Personally, while my introduction to REBT is new, and I don't yet have a full understanding of it in practice, it seems instinctual to me that it helps inform and flesh out the Orientation portion of the OODA cycle. As Boyd pointed out, one's Orientation to a situation is critical to success or failure. It has to be gotten right and whoever can do that fastest will get to the Act portion more quickly and begin to effect the enemy before they can react. What slows people down in OODA is having to sort through all the filters, and find a common language to work from. REBT is a method of doing that.
The largest single thought process that works against REBT however, is probably Irrational Thought. In a document I was sent, some of the ways that Irrational Thought works are as follows:
Catastrophic Thinking - Blowing negative events or feelings way out of proportion.
Black and White Thinking - Viewing everything in terms of absolutes.
Magnifying the Negative - Dwelling on the negative impacts of something and making it seem much larger than the positive.
Overgeneralizing - Assuming that something that happened at one time or in one situation will continue to happen in all places and all situations.
Personalizing - Assuming the blame for something you might have influenced but was not totally under your control.
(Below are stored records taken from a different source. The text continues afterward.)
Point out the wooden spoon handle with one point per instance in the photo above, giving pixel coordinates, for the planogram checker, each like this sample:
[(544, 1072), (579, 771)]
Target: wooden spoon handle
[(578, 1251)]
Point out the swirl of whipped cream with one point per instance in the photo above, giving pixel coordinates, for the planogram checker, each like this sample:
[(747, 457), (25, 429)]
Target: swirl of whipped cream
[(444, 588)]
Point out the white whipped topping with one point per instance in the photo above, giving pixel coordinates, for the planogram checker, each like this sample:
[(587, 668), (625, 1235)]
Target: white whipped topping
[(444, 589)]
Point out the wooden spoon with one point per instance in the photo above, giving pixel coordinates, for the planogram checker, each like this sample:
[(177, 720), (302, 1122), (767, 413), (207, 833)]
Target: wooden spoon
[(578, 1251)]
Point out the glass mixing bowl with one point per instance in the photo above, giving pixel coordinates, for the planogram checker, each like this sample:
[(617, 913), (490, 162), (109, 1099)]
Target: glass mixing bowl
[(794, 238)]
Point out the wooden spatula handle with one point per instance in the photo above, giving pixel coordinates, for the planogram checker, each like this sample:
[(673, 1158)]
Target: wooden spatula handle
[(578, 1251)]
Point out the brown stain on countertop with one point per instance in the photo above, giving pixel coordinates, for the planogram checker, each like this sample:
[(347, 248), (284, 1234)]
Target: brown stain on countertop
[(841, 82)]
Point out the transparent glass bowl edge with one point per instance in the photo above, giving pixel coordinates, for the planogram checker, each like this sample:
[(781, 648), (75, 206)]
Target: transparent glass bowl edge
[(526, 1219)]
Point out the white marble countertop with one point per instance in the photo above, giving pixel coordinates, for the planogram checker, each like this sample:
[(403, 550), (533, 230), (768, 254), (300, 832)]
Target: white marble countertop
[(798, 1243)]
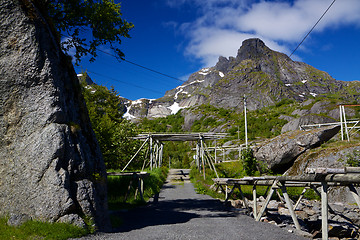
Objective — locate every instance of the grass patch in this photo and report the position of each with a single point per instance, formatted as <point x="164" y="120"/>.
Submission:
<point x="40" y="230"/>
<point x="118" y="188"/>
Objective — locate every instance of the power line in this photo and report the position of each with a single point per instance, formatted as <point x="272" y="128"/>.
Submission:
<point x="117" y="80"/>
<point x="138" y="65"/>
<point x="312" y="28"/>
<point x="141" y="66"/>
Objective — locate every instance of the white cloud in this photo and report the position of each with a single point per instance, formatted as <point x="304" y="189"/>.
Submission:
<point x="224" y="24"/>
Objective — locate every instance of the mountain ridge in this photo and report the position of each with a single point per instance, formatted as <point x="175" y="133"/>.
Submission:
<point x="263" y="75"/>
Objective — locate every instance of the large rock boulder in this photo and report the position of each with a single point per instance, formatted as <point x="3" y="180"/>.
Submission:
<point x="280" y="152"/>
<point x="310" y="119"/>
<point x="329" y="157"/>
<point x="51" y="166"/>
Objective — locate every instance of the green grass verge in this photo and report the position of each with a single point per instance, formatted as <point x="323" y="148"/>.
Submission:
<point x="40" y="230"/>
<point x="118" y="188"/>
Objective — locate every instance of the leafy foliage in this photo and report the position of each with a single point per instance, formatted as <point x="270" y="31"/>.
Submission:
<point x="249" y="161"/>
<point x="100" y="17"/>
<point x="118" y="188"/>
<point x="40" y="230"/>
<point x="112" y="131"/>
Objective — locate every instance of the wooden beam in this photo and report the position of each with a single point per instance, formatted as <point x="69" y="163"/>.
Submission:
<point x="355" y="194"/>
<point x="324" y="211"/>
<point x="290" y="207"/>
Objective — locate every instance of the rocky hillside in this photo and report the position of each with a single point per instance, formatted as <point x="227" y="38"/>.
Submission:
<point x="264" y="75"/>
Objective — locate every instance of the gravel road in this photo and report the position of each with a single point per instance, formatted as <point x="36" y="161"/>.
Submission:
<point x="181" y="213"/>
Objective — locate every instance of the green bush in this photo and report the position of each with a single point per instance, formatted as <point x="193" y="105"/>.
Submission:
<point x="40" y="230"/>
<point x="249" y="161"/>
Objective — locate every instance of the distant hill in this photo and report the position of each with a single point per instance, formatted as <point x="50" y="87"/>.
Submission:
<point x="263" y="75"/>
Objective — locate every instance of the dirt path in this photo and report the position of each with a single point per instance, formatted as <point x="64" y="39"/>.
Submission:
<point x="181" y="213"/>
If you take the Irrational Thoughts statements above and let them go unabated, you will eventually run into almost every Soldier and leader issue we have faced for the last decade. However, if we as an institution were to teach and apply REBT principles in the school house and in the operational force, we would then have a method of counter-acting the negative influence of Irrational Thought and focus people more completely on the common language of the mission and commander's intent.
My recognition of how Irrational Thought has effected me for the last 5 years has been profound. The introduction to REBT as a thought generating process has left me with hope that I now have a method of orienting myself correctly to any situation that might arise. While the personal process is slow and painful right now, it holds promise as both a way to recover in a post-deployment setting and as a thought mechanism we can introduce to the schoolhouses to increase leader and Soldier self-awareness.
In the decentralized world of Army operations and instant communications that we live in, the actions of one individual can often have large consequences very quickly. If we had a method of helping leaders and Soldiers to stay more correctly, more rationally, oriented I wonder if some of the more negative actions might possibly have been avoided?
As always, your thoughts and comments are welcome.